What’s the best kind of marijuana: bud, hash, kief or dabs?

Ngaio chooses his favorite

Ngaio Bealum is a Sacramento comedian, activist and marijuana expert. Email him questions at ask420@newsreview.com.

Hey there, Ngaio. I’m a huge fan of your work. Keep it up. What do you think is better for smoking in general: bud, hash, kief or dabs? Thanks for taking time out of your day for reading my question.


Thank you for taking time out of your day to ask me a question. I like bud the most. Kief, hash and dabs are all pretty much the same. Kief is what you get when you collect the trichomes (all those little crystals on the bud, they are full of THC) from the pot plant. Compress that kief until the crystals pop and form a glob, and you have hash. Use some sort of solvent, like butane or carbon dioxide, to blast and freeze those crystals, and you get hash oil, also called “dabs.”

Don’t forget: Making butane hash oil is against the law in California. Possession is legal, though. Go figure.

While concentrated cannabis products (hash) are delicious, I really enjoy smoking the whole plant.

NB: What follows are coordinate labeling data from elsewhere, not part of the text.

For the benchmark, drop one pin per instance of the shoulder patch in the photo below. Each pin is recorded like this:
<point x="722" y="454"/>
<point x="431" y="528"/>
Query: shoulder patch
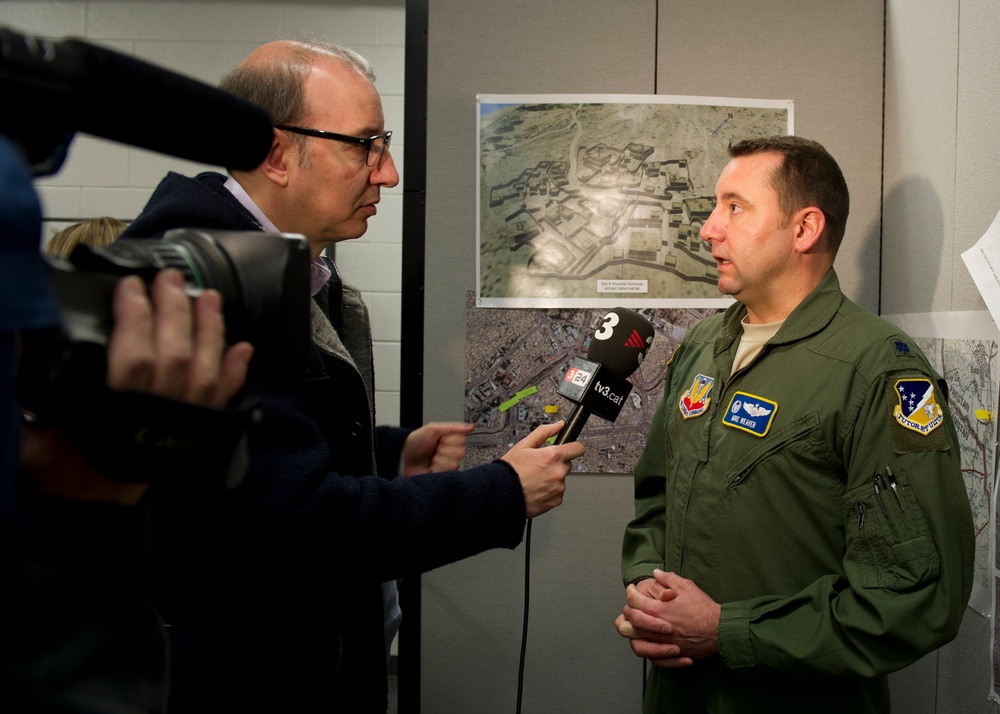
<point x="902" y="348"/>
<point x="916" y="406"/>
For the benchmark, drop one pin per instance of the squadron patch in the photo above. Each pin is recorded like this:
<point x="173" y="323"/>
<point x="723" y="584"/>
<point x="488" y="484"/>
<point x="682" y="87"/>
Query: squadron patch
<point x="750" y="413"/>
<point x="695" y="400"/>
<point x="917" y="409"/>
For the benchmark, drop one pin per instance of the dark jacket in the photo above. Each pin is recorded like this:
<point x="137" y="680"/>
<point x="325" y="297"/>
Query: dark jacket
<point x="272" y="590"/>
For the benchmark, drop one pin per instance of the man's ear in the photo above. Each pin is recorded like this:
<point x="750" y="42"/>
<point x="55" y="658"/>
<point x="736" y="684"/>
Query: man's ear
<point x="275" y="165"/>
<point x="810" y="223"/>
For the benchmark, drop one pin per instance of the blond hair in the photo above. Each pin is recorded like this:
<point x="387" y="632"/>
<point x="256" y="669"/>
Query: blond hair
<point x="95" y="232"/>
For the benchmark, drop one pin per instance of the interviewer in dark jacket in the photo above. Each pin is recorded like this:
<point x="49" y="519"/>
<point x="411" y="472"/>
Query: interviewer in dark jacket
<point x="274" y="595"/>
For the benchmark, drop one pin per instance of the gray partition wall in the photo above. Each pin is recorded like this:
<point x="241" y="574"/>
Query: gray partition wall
<point x="828" y="58"/>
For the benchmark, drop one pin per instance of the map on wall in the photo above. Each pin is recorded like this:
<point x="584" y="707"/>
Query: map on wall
<point x="515" y="359"/>
<point x="598" y="200"/>
<point x="963" y="348"/>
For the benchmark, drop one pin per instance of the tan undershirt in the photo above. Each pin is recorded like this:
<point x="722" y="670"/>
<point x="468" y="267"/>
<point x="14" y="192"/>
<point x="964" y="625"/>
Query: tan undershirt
<point x="752" y="342"/>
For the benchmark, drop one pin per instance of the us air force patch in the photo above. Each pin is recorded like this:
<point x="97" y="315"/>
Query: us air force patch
<point x="695" y="400"/>
<point x="917" y="409"/>
<point x="750" y="413"/>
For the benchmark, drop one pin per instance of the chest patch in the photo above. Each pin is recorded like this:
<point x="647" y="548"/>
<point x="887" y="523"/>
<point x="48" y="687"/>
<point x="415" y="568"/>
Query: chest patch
<point x="917" y="409"/>
<point x="695" y="400"/>
<point x="750" y="413"/>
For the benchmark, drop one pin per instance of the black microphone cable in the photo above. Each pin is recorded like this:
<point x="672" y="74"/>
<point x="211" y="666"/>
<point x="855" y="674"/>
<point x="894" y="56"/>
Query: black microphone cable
<point x="524" y="624"/>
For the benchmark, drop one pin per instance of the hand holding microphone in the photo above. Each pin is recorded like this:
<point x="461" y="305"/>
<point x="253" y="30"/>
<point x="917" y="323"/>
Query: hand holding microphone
<point x="543" y="471"/>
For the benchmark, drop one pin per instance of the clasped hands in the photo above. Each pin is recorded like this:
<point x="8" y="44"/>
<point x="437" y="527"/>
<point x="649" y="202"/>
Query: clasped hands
<point x="669" y="620"/>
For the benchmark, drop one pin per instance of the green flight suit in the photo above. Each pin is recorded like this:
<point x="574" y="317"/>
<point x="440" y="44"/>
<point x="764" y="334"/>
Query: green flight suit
<point x="760" y="488"/>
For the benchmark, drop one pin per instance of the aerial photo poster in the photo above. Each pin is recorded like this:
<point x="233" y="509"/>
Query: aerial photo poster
<point x="593" y="201"/>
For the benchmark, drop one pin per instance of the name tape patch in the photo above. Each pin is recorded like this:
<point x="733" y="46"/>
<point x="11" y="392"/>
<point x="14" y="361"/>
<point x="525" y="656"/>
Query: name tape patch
<point x="750" y="413"/>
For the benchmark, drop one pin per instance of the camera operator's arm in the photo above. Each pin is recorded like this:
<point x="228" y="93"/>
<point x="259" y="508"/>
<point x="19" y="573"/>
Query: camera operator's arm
<point x="165" y="346"/>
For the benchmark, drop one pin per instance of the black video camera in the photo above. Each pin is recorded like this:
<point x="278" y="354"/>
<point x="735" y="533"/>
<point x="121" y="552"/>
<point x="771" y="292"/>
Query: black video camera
<point x="263" y="279"/>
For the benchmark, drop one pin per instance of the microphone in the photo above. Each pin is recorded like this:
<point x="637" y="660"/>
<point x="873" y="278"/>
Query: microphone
<point x="56" y="88"/>
<point x="599" y="384"/>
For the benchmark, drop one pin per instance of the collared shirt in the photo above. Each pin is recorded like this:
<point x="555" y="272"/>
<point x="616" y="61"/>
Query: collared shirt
<point x="319" y="271"/>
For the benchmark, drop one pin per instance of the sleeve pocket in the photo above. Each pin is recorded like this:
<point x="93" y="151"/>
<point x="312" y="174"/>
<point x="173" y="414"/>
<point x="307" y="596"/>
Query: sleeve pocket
<point x="888" y="542"/>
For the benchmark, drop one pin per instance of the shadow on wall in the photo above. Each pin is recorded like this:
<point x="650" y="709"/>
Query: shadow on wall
<point x="912" y="248"/>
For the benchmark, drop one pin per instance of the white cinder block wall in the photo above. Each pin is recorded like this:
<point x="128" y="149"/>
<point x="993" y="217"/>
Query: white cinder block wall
<point x="204" y="39"/>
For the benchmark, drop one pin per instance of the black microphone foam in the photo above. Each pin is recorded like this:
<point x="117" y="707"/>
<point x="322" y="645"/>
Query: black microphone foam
<point x="76" y="86"/>
<point x="599" y="385"/>
<point x="621" y="342"/>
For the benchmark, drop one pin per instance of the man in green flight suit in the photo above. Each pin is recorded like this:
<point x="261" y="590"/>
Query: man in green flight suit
<point x="801" y="521"/>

A friend of mine, who happens to be a grower, told me that people do not need to annually renew their medical-marijuana scripts anymore. According to him, there has been some kind of precedent in a previous courtroom situation, and as a result of that, we do not have to get our annual renewals. The original script that we obtained from our doctor is now a legally sufficient document to obtain medical-marijuana products. I have done some online research pertaining to the situation and have been unable to come up with any information. Since you are the Sactown 420 guru, perhaps you have information to share with your faithful followers?

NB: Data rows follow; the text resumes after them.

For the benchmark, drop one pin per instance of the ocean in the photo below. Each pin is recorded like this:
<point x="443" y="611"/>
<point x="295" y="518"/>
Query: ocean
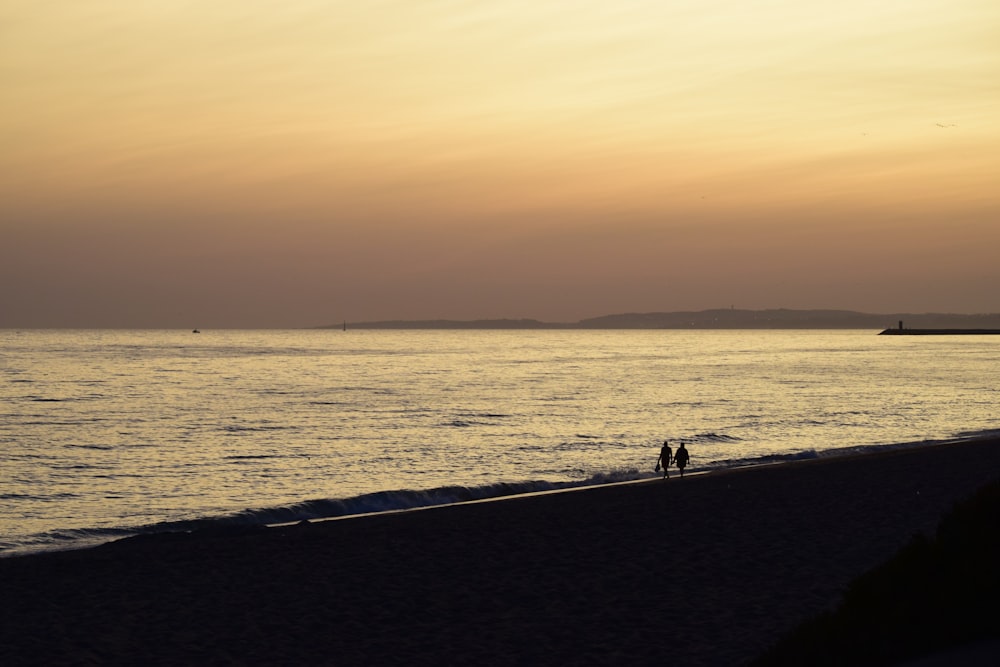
<point x="110" y="433"/>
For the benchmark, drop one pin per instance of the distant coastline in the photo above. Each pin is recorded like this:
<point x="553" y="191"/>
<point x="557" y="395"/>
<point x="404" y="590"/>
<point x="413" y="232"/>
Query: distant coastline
<point x="721" y="318"/>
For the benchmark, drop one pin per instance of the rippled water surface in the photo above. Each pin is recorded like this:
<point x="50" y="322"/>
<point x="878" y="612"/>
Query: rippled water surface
<point x="116" y="430"/>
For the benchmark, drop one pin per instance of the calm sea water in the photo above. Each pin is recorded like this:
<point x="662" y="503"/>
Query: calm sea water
<point x="110" y="433"/>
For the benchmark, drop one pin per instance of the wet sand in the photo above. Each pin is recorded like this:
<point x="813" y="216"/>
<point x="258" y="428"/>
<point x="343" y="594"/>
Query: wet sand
<point x="705" y="570"/>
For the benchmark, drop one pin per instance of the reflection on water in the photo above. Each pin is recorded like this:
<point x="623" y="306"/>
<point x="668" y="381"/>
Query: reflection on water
<point x="124" y="428"/>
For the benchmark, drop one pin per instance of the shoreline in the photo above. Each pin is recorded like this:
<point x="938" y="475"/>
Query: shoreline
<point x="710" y="569"/>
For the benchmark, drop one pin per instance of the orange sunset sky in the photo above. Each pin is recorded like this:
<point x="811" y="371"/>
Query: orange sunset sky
<point x="287" y="163"/>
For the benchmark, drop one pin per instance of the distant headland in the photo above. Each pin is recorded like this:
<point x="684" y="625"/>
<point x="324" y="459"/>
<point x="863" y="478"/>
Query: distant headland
<point x="722" y="318"/>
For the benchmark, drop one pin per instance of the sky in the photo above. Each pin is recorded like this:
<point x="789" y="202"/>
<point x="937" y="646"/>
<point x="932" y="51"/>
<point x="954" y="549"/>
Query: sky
<point x="295" y="163"/>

Technically, your friend is correct. I called my homie, James Anthony, to get his opinion. He’s a lawyer. A weed lawyer.

Here’s the gist: Proposition 215 is very broadly written. According to 215, you don’t even need a written letter from your doctor. Medical-cannabis recommendations can be written or given orally. (“As long as your doctor gives good oral, you are golden,” Anthony said.)

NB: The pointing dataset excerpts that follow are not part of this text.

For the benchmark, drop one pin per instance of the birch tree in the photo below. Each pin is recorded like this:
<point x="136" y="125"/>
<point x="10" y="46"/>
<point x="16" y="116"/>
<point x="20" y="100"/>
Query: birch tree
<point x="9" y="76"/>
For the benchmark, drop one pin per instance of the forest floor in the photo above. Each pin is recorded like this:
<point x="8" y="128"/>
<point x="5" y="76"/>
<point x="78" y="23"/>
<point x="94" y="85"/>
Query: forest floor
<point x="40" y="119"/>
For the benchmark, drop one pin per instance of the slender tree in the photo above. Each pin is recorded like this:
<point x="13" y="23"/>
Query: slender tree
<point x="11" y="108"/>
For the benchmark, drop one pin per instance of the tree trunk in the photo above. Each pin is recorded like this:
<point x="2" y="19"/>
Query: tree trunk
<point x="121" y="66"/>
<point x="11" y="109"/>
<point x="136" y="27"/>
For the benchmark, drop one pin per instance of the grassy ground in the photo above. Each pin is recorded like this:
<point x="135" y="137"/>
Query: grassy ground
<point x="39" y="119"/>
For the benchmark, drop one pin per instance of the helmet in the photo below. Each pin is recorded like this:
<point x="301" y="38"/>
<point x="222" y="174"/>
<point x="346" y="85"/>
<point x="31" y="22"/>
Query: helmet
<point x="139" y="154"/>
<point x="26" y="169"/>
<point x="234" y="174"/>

And, if the doctor didn’t actually put an expiration date on your letter, you are technically good to go forever. However, Prop. 215 doesn’t actually legalize weed: It just allows you to use what is known as an “affirmative defense” in court. So, if your letter is years old, some prosecutor may try to claim that perhaps your medical condition has improved, and you don’t need to use cannabis anymore. Also, cannabis clubs are allowed to decide their own terms for admittance, so if they say your letter has to be renewed every year, and you want to visit that club, you should probably get your letter renewed every year. Besides, pot doctors need the money, and a letter of recommendation is cheap. It’s probably better to keep your recommendation current so as to avoid any unpleasantness. Namaste.